Un long passage à vide
Cette remise en cause a poussé l’équipe à privilégier le collectif et à remporter le match contre la Côte d’Ivoire (95-78) et la demi-finale face à l’Angola. Au terme d’un match très serré, le Sénégal, grâce à une défense à toute épreuve, avait battu l’Angola (53-47) pour se hisser en finale. «C’était la première fois que le Sénégal venait à bout de l’Angola et cette victoire m’a donné beaucoup de satisfaction », indique-t-il. Le Sénégal a continué sur sa lancée pour ensuite régler son compte au Nigéria en finale, remportant ainsi son cinquième titre continental. Cependant, en 1999, en Angola, l’équipe s’est classée 7e et au retour, Bassirou Badji avait été limogé et remplacé par Tapha Gaye.
Depuis le dernier sacre des «Lions» du basket en 1997 à Dakar, l’équipe a connu des hauts et des bas. En dix éditions, les «Lions» n’ont réussi à atteindre la finale qu’une seule fois, en 2005 en Algérie. Les poulains d’Abdourahmane Ndiaye «Adidas» avaient alors trouvé meilleur qu’eux sur leur route, l’Angola, et avaient perdu (61-70). Une véritable déception pour Makhtar Ndiaye, Boniface Ndong, Malèye Ndoye, Jules Richard Aw et autres Babou Cissé qui espéraient offrir au Sénégal une sixième couronne.
Depuis sa 7e place en 1999, l’équipe nationale a alterné le bon et le moins bon : 8e en 2001, 5e en 2003, 9e en 2007, 7e en 2009, 3e en 2013 et 2017, 4e en 2015. Les «Lions» ont souvent buté sur l’Angola, le Nigeria ou l’Égypte. Au plan statistique, l’équipe a disputé 66 matchs lors des dix dernières éditions pour 44 victoires et 22 défaites. De l’avis de Mohamed Diop, ancien de l’Ugb et ancien «Roi du basket» en 2010 qui a pris part à l’Afrobasket 2015, «le Sénégal fait partie des pays les plus titrés du continent africain chez les garçons (3e derrière l’Angola et le Nigéria) ; donc cela fait désordre s’il reste 23 ans sans gagner de titre.
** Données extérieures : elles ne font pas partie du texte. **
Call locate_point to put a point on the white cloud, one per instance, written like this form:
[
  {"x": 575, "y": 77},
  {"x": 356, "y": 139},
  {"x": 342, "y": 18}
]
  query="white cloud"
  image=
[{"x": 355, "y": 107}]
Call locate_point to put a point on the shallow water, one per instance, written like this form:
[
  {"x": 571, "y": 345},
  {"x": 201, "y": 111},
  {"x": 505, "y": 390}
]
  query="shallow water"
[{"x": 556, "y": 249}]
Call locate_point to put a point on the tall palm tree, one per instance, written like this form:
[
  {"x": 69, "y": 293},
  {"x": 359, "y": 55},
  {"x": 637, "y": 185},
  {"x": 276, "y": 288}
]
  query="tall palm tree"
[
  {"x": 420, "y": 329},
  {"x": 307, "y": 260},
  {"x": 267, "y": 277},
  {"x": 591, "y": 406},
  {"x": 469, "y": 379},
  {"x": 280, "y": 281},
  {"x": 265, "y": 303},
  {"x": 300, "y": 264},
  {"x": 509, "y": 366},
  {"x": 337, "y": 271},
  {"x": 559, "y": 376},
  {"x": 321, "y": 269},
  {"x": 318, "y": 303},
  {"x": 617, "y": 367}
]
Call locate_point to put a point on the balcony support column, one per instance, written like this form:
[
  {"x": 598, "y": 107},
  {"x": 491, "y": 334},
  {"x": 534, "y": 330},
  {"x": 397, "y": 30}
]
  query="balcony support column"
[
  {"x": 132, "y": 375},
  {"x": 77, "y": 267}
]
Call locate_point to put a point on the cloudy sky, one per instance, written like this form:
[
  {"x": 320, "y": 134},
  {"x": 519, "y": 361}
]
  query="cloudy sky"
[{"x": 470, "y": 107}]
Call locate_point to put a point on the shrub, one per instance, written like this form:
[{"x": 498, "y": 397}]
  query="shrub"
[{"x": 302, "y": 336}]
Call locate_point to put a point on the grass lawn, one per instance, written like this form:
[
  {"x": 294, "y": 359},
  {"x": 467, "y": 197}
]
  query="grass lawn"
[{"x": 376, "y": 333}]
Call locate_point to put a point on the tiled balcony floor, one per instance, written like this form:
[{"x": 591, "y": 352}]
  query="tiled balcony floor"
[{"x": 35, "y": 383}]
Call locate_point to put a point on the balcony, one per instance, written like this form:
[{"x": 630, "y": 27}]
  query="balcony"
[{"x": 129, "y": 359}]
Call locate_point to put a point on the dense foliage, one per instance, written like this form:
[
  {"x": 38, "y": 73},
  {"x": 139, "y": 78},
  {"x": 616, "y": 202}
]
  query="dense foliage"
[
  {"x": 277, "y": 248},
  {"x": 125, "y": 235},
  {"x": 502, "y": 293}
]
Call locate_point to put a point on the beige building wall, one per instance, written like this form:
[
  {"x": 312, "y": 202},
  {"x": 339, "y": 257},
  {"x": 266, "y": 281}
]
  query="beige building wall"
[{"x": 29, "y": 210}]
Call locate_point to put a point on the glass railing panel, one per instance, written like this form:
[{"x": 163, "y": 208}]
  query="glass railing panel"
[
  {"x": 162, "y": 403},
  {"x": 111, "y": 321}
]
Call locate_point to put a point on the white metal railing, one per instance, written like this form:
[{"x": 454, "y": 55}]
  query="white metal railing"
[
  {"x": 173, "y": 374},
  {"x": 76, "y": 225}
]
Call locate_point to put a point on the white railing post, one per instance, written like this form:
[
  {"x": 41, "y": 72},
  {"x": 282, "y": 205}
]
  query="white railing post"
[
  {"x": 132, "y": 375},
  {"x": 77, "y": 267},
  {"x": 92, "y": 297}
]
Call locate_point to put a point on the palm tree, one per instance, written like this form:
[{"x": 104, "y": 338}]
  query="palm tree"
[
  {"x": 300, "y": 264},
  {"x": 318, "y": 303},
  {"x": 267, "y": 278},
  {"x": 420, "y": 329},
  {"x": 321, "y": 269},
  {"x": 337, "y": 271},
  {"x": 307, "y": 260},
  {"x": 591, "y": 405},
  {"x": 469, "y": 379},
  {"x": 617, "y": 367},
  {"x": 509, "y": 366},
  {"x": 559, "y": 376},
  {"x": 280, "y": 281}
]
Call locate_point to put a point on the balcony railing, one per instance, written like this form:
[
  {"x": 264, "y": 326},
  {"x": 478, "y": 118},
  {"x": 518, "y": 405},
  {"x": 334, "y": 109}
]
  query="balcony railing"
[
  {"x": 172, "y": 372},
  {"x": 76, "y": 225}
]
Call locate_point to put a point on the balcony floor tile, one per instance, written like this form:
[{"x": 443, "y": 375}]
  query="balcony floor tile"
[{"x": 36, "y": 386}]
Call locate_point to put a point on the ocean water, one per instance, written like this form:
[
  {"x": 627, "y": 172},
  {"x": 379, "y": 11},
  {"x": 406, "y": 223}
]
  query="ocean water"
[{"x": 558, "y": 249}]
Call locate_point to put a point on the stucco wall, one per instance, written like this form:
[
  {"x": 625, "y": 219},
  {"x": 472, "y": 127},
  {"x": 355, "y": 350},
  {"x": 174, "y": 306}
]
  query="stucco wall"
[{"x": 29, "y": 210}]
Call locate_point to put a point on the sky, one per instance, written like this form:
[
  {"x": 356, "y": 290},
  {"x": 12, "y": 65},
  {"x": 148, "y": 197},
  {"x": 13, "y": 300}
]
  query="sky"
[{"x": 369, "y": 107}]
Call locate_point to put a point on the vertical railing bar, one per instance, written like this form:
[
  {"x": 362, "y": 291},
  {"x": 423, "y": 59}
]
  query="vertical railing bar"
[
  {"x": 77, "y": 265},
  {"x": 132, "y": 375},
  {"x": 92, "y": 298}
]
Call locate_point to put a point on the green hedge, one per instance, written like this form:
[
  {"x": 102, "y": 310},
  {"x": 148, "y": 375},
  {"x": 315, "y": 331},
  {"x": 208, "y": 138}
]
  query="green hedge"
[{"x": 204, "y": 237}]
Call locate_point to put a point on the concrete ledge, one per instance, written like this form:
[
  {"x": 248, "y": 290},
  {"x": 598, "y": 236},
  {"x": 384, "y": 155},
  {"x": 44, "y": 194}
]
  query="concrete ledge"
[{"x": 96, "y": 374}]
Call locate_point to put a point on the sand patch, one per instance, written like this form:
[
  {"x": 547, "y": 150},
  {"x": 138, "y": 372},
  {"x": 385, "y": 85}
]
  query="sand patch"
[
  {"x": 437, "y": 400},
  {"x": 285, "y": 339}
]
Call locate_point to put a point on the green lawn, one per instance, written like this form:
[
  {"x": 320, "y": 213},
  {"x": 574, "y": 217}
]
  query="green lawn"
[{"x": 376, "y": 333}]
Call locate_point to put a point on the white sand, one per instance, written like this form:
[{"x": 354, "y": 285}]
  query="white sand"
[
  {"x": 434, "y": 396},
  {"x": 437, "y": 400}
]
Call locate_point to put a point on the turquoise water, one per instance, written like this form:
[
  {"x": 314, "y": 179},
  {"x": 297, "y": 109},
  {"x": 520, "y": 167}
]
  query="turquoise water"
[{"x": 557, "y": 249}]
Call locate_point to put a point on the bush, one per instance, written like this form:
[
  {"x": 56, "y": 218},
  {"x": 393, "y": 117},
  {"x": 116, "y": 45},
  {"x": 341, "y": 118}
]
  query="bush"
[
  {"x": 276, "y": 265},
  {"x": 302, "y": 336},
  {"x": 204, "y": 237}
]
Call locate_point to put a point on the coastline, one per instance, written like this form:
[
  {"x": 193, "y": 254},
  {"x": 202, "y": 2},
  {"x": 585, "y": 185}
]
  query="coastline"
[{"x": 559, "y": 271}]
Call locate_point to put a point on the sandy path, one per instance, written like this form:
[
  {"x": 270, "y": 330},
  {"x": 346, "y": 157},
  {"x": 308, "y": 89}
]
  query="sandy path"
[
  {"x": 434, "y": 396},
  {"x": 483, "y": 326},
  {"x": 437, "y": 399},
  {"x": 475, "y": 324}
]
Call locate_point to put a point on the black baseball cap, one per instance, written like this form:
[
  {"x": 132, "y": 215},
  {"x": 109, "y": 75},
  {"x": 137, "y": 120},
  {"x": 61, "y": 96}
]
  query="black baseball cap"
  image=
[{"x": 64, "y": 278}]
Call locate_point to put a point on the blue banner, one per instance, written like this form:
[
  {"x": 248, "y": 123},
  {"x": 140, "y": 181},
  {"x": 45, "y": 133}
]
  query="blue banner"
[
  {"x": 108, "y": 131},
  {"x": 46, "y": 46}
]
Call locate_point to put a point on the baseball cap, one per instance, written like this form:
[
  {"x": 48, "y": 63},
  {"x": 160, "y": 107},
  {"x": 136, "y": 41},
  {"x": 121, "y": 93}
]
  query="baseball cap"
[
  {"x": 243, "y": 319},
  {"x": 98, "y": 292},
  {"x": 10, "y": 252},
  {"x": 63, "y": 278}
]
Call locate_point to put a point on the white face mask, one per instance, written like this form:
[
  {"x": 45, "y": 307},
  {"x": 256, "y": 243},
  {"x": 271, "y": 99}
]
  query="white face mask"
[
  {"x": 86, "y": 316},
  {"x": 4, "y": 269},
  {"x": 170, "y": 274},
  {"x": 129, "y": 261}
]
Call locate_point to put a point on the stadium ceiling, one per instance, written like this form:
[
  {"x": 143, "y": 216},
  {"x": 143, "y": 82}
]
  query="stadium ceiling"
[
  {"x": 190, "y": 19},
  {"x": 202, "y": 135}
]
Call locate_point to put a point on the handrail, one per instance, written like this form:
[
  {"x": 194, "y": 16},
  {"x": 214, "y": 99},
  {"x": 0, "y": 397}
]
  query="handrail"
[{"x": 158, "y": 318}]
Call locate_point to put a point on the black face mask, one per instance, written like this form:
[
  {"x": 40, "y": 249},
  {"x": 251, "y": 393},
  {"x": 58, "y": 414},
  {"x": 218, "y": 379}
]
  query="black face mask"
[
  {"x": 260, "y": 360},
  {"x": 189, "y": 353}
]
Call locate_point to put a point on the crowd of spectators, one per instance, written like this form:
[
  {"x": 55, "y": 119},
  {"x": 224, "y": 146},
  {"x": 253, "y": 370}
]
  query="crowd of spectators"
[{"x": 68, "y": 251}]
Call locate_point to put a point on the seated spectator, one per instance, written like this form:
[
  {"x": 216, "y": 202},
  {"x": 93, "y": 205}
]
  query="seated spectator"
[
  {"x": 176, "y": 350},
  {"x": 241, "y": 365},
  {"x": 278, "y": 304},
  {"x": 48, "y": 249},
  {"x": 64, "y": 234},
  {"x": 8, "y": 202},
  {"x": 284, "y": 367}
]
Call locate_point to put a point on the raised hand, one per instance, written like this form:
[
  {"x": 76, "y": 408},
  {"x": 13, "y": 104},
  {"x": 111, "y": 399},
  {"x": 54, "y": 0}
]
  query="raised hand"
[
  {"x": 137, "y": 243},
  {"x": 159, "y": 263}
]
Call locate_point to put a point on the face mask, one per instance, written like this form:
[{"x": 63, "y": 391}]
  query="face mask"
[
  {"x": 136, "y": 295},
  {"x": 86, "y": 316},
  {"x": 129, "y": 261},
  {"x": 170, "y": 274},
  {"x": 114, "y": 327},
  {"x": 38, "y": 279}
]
Surtout avec la qualité des ressources humaines dont nous disposons».
Pourtant, indique Raoul Toupane, Directeur technique adjoint chargé des compétitions, les «Lions» ont toujours été forts mentalement et n’ont jamais souffert de complexe vis-à-vis d’aucune nation. «Sur le plan technique, le niveau est assez bon avec nos expatriés qui évoluent dans de grands clubs. Cependant, il faut reconnaître que nous avons eu, pendant un certain temps, un déficit sur le plan physique, mais maintenant je pense que ce gap est résorbé», rassure-t-il. Aujourd’hui, soutient-il, « les difficultés sont recensées et nous avons espoir car, ces dernières années, la fédération et le ministère font des efforts notoires pour mettre les équipes nationales dans d’excellentes conditions», se félicite-t-il.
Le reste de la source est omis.